Double-headed, disc-shaped idols from Kültepe are in the collections of the Musée du Louvre in Paris and in the Museum of Anatolian Civilizations in Ankara, but these are less well preserved than the example under discussion. There is at least one other such idol, identified as a goddess by virtue of the depiction of her pubic mound, who has only one head but is represented with a double-headed miniature idol in the center of her disc-shaped body. A second example, also in Ankara, shows a double-headed, disc-shaped idol, with a miniature idol on the body. Here, however, the faint indication of the pubic triangle is not accompanied by indications of hair, the forehead, and beard on the face, thereby reinforcing the interpretation of the idol under discussion as that of a divine triad of a god, consort-goddess, and their divine off-spring.

Although writing was not used by the ancients of the period in which this unusual idol under discussion was created, one can suggest, on the basis of cultural analogies, that it represents a divine triad. Perhaps their identities are to be compared to those of the later Western Semitic deities of Baal and Anat or perhaps one can regard them as the precursors of the Hittite deities Teshub, the storm god, Hepat, his consort the sun-goddess identified with Arinna, her son, Telepinu, god of vegetation.

Whatever their identifications, this marble idol created at Kültepe in Bronze Age Anatolia is one of the finest of its type and is significant for its uncommon depiction of a divine triad.

Dr Robert Steven Bianchi


Ekrem Akurgal, Ancient Civilizations and Ruins of Turkey (Istanbul 1985), pages 318-322, for a discussion of the site of Kültepe and its importance in the history of the Ancient Near East, and particularly page 321 with figure 159 for a discussion of this site and the idols associated with it.

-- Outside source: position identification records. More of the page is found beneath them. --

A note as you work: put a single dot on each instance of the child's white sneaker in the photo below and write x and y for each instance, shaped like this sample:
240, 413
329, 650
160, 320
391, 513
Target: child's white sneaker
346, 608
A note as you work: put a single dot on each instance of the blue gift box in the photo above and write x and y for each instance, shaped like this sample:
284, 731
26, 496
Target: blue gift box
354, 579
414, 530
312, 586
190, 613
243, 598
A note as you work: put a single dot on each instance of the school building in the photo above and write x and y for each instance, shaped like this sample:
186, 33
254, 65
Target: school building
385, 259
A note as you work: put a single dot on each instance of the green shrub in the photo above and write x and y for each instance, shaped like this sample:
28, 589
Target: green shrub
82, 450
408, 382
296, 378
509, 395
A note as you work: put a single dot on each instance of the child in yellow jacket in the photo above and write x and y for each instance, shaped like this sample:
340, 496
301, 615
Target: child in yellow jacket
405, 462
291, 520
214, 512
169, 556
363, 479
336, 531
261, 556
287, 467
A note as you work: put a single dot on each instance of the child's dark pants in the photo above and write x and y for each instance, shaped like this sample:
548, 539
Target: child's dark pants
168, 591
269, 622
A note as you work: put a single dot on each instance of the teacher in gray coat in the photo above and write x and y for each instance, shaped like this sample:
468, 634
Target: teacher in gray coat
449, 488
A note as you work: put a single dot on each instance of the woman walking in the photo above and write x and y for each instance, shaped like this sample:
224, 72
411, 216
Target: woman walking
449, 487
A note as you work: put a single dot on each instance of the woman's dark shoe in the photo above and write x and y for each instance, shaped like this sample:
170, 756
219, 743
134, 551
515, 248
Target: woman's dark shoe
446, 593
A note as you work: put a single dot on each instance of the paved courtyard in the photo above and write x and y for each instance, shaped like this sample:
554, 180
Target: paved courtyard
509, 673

Pierre Amiet, Art of the Ancient Near East [translated by John Shepley and Claude Choquet) (New York, 1980), page 389, figure 455, for the example in the Musée du Louvre in Paris, which has losses to the disc-shaped body and to the triangular heads and is generally discolored by darkening and not as pristine white as the example under discussion. This page also contains illustrations of other works of art associated with Kültepe.

Joan Aruz [editor], Art of the First Civilizations (New York 2003), page 275, catalogue number 180, for a recent assessment of the type.

Ferit Edgü [editor], The Council of Europe XVIIIth European Art Exhibition: The Anatolian Civilisations. Istanbul May 22-October 30, 1983, Volume I: Prehistoric/Hittite.Early Iron Age (Istanbul 1983), pages 120-121, for four similar idols, two in the Museum of Anatolian Civilizations in Ankara and two in the local museum at Kayseri in the vicinity of Kültepe, none of which is as fine as the example under discussion.

Raci Temizer, Museum of Anatolian Civilizations (Ankara 1975), page 19, figure 20, for the double-headed marble idol from Çatal-höyük; and page 55, figure 77, for a less-fine double- headed, disc-shaped idol of this type in which the necks are broken off from the body and in which the body is abraded with some losses.